O Cristianismo, manipulado pelas elites feudais e, mais tarde, capitalistas, transferiu a felicidade da Terra para as esferas celestiais. Há que suportar o sofrimento nesta vida para merecer o Paraíso… O capitalismo, sem descartar a religião, decidiu antecipar para esta vida, aos seus eleitos (os que possuem riqueza), as delícias paradisíacas. Assim, o consumismo, perfumado de hedonismo, suscita a ilusão de que todos os nossos desejos podem ser satisfeitos… basta ter dinheiro!

Muitos filósofos, como Aristóteles, advogam que uma das condições prioritárias para ser feliz é ter amigos e amigas. Amplie-se o conceito para relações sociais de cumplicidade, valores e ideais. É aqui que a porca torce o rabo. Os novos avanços técnicos e científicos, como as redes digitais, promovem a atomização dos indivíduos e esgarçam os vínculos de solidariedade e sociabilidade. O contato pessoal é substituído pelo isolamento na “bolha”; o diálogo, pelo monólogo; a reflexão, à simples reprodução de mensagens.
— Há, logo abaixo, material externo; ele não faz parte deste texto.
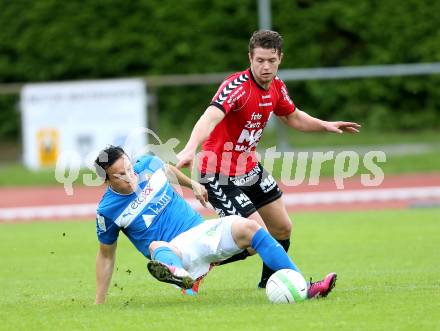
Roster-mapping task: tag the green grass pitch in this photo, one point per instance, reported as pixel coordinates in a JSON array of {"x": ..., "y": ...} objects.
[{"x": 388, "y": 266}]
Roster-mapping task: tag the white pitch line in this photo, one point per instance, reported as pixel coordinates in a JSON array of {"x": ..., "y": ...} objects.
[{"x": 290, "y": 199}]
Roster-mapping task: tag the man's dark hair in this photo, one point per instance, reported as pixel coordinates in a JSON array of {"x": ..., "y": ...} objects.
[
  {"x": 106, "y": 158},
  {"x": 266, "y": 39}
]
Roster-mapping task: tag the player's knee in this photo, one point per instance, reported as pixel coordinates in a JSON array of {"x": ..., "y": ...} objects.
[{"x": 250, "y": 227}]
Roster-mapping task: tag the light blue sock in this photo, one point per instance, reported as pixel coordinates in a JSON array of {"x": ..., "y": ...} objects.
[
  {"x": 271, "y": 252},
  {"x": 166, "y": 255}
]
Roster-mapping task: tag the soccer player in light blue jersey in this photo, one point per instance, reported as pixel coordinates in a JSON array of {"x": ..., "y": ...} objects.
[{"x": 140, "y": 202}]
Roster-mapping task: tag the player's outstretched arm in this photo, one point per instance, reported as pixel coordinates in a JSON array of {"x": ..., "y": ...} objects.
[
  {"x": 105, "y": 262},
  {"x": 302, "y": 121},
  {"x": 201, "y": 131},
  {"x": 176, "y": 176}
]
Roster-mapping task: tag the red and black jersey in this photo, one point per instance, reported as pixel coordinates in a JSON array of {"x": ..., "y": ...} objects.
[{"x": 230, "y": 148}]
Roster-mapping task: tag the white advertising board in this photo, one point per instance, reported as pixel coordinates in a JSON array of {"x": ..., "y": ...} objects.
[{"x": 80, "y": 118}]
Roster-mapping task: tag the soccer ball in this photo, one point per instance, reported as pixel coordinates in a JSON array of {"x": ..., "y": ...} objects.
[{"x": 286, "y": 286}]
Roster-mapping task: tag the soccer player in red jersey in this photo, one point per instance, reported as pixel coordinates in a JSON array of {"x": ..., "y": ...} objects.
[{"x": 230, "y": 130}]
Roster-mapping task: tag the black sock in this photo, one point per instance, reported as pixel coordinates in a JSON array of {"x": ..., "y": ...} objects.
[
  {"x": 236, "y": 257},
  {"x": 267, "y": 272}
]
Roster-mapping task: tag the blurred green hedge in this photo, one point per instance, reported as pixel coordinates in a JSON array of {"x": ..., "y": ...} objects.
[{"x": 56, "y": 40}]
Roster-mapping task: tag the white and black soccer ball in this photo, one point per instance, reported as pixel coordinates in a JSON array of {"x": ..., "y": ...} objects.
[{"x": 286, "y": 286}]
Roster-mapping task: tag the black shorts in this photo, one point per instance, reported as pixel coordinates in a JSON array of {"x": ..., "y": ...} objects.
[{"x": 241, "y": 195}]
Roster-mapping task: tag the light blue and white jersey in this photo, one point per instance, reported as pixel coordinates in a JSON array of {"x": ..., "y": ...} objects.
[{"x": 154, "y": 212}]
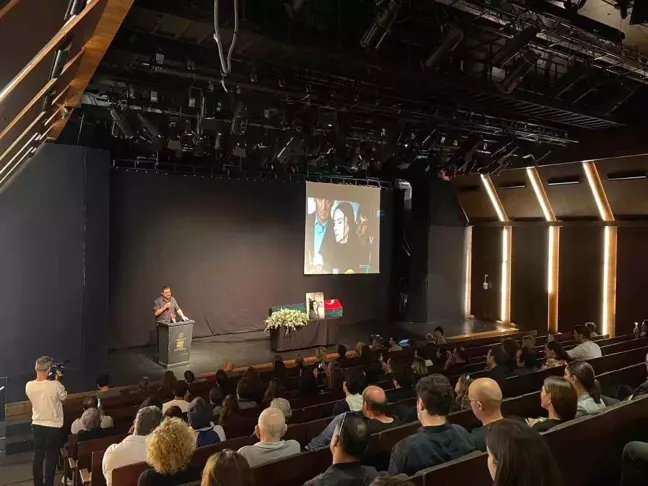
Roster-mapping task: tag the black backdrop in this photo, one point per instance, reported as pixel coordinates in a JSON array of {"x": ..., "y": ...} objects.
[{"x": 230, "y": 249}]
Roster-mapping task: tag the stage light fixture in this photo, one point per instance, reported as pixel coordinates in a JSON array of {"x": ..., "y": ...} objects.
[
  {"x": 514, "y": 45},
  {"x": 451, "y": 40},
  {"x": 381, "y": 25}
]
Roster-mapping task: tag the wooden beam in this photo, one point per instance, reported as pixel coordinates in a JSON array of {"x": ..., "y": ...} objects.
[{"x": 94, "y": 50}]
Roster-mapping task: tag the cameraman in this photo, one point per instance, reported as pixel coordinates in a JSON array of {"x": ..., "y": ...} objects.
[{"x": 47, "y": 420}]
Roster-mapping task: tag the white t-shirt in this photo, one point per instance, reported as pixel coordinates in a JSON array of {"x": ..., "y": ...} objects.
[
  {"x": 585, "y": 351},
  {"x": 46, "y": 397},
  {"x": 131, "y": 450},
  {"x": 183, "y": 404}
]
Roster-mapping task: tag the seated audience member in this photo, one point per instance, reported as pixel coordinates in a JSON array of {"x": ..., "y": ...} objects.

Ali na janela eletrônica exacerbam-se o individualismo e o narcisismo, a ponto de bandidos notórios não relutarem em expor os requintes que desfrutam como resultado de seus crimes.

A cultura consumista, inerente ao capitalismo, impõe mais que o prazer como simulacro de felicidade. Acresce o dever: há que ser belo, esbelto e, se possível, ter milhões de seguidores nas redes digitais.

No livro “Le bonheur paradoxal” (Paris, Gallimard, 2006), o sociólogo G. Lipovetsky mostra que o viver bem (não confundir com o “bem viver” dos indígenas andinos) é a nova religião de nossas sociedades democráticas. Transformou-se mesmo numa espécie de tirania! Converteu-se num ideal exaltado e cantado em prosa e verso em todos os ambientes.

Em suma, o hiperconsumo é apresentado, hoje, como o caminho mais viável à felicidade. Adicione-se a isso a boa saúde, a ausência de desgraça ou sofrimento e o bem-estar. E, como cereja do bolo, o poder, qualquer que seja ele.

Ora, a busca desse “ideal” em uma sociedade tão desigual desencadeia uma frenética concorrência. As pessoas que se deixam impregnar dessa necrocultura, sofrem da profunda angústia provocada pelo medo de “falhar”. Medo de empobrecer; medo de engordar; medo de não serem valorizadas; medo de serem deslocadas do foco de atenção etc. Haja terapia, autoajuda, patologias físicas e mentais: úlcera, infarto, depressão…

Como escapar desse círculo infernal e alcançar a felicidade? Não vejo outro caminho senão a mudança de valores. Evitar a inveja e aprofundar o desapego. Passar da competitividade à solidariedade; do barulho ao silêncio; do individualismo à amorosidade; do exibicionismo à modéstia. Ter boas amizades e aprender o mais difícil: a gostar de si mesmo.

Mas, o que é a felicidade? É a plenitude de espírito, quando se é capaz de prescindir de todos os bens exteriores. Que o digam os místicos!

Frei Betto é escritor, autor de “Felicidade foi-se embora?”, em parceria com Leonardo Boff e Mário Sérgio Cortella (Vozes), entre outros livros.